Inwigilacja, propaganda i kompromitacja
Prawnik przypomniał swoje wypowiedzi dotyczące Pegasusa, w których wskazywał, że oprogramowanie jest dla PiS narzędziem utrzymywania się przy władzy. - Ludzie PiS czują się w świecie demokratycznym samotni i bezradni bez metod SB, nie umieją w nim żyć, tolerując odmienność, wolność i prywatność. Dlatego przywracają do życia esbeckie metody, kupując system totalnej inwigilacji, i wykorzystują go przeciwko własnym obywatelom - mówił.

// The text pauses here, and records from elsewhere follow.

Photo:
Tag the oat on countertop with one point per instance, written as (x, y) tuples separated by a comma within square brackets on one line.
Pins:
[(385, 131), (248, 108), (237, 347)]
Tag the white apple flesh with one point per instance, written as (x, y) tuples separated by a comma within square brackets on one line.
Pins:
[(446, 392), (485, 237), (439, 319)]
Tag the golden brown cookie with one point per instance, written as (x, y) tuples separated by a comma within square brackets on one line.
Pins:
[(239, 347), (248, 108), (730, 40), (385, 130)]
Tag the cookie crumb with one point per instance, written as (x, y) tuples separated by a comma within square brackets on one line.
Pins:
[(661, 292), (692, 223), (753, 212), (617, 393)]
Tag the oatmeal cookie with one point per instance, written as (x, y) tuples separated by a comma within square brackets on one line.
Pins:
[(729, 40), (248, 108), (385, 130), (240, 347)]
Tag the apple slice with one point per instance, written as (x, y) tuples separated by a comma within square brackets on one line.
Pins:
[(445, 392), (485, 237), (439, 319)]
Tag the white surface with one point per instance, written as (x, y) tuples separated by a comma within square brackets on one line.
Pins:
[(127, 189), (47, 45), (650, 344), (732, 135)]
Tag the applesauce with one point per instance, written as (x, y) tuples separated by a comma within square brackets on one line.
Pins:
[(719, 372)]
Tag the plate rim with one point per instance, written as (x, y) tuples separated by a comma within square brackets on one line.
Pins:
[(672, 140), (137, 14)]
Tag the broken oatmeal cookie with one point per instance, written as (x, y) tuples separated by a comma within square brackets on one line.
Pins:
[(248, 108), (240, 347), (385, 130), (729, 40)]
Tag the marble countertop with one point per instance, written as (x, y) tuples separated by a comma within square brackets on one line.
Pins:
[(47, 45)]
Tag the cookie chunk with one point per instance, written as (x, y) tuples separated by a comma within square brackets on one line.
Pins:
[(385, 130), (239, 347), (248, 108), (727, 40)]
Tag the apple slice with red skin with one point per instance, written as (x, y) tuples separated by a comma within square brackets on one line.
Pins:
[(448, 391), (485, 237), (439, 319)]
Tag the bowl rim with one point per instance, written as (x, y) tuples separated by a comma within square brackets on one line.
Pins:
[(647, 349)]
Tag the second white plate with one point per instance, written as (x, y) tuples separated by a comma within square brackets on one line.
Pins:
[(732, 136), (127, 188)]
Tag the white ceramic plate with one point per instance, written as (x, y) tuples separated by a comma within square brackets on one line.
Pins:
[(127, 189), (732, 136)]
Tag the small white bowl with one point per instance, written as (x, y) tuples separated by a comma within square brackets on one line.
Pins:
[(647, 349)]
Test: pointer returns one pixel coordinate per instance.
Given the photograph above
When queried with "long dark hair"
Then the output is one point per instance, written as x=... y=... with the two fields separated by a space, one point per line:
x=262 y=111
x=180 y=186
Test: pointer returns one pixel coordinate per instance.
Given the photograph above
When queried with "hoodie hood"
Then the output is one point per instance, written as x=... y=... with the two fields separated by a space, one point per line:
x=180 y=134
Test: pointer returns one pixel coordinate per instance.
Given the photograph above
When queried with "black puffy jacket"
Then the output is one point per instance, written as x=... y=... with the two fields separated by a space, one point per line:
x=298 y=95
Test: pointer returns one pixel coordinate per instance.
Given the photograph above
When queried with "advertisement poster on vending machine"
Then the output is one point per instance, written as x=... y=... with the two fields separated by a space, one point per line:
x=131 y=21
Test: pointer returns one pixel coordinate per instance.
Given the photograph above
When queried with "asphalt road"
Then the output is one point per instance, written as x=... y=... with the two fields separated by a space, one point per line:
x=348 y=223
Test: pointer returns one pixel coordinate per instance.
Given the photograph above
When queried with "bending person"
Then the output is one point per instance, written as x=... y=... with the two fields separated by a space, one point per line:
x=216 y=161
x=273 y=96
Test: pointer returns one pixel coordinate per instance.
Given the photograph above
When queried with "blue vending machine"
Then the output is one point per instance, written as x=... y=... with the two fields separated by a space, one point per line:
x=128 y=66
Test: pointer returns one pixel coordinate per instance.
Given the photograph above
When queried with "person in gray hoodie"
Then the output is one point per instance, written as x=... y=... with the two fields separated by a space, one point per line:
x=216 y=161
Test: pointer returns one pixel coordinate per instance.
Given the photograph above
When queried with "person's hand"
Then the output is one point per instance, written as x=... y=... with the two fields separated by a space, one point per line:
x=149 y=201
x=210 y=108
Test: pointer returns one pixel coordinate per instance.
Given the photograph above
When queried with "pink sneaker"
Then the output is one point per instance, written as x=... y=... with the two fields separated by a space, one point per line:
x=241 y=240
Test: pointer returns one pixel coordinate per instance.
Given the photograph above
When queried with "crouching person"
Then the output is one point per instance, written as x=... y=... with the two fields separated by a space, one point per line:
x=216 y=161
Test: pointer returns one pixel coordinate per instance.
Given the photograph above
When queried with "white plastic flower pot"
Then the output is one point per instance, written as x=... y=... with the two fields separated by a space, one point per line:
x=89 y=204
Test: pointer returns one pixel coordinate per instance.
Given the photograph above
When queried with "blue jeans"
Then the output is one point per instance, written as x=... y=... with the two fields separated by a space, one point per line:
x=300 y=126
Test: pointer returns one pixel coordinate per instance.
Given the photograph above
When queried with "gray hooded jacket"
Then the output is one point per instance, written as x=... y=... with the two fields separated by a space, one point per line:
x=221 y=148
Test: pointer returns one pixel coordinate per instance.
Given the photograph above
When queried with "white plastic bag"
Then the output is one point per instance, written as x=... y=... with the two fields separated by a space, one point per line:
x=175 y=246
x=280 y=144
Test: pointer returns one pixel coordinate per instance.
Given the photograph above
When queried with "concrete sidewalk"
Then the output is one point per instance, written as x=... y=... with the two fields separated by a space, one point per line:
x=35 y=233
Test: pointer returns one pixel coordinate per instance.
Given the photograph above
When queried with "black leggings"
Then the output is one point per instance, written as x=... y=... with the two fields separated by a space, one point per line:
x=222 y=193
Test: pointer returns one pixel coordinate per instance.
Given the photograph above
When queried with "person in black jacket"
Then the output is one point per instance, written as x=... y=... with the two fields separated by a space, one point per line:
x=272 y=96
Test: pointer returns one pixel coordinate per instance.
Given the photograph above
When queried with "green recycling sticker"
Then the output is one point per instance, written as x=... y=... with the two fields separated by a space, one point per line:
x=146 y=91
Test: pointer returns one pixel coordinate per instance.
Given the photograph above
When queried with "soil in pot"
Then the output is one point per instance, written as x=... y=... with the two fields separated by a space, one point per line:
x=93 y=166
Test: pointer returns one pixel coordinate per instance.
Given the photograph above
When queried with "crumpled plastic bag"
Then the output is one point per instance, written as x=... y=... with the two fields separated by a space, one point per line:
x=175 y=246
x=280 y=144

Podkreślał również znaczenie podległych władzy mediów publicznych, które kreują na swoich antenach rzeczywistość pod dyktando PiS. - Wbrew propagandzie to PiS jest ubecką wdową. Ludzie kierujący PiS, ukształtowani w totalitarnym PRL-u, zostali wrzuceni w świat demokracji, którego nie rozumieją, zostali opuszczeni przez esbecką mentalność i brakuje im jej - ocenił.
Zdaniem Matczaka władza PiS jest skompromitowana i to powinno być dla Polaków wskazówką w przyszłych wyborach. - Jest w Polsce wiele partii - można sobie wybrać. Ale nie wolno wybierać ludzi, którzy, obdarzeni zaufaniem wyborców, zaatakowali swoich współobywateli. W takim państwie nie da się żyć - powiedział.
Trwa ładowanie wpisu: twitter
Mata zatrzymany. Wcześniej fałszywy telefon z infolinii CBA
W piątek media obiegła informacja, że policja zatrzymała w czwartek syna prof. Marcina Matczaka - Michała. Powodem zatrzymania znanego rapera Maty było posiadanie substancji zabronionych. Według relacji służb znaleziono przy nim niedopalonego skręta marihuany. Mata usłyszał w piątek zarzut posiadania niewielkiej ilości narkotyków. 21-latek przyznał się do zarzucanych mu czynów.
W dniu zatrzymania syna prof. Matczak poinformował na Twitterze, że otrzymał telefon z numeru należącego do CBA. "Dziś około 21.00 dostałem telefon z numeru 800 808 808 (infolinia CBA) z informacją, że mój syn nie żyje. Oczywiście Michałowi nic nie jest. Po krótkim zdenerwowaniu tym telefonem uznałem, że jest on dobrym powodem, by nadal robić to, co dotychczas, tylko bardziej" - czytamy.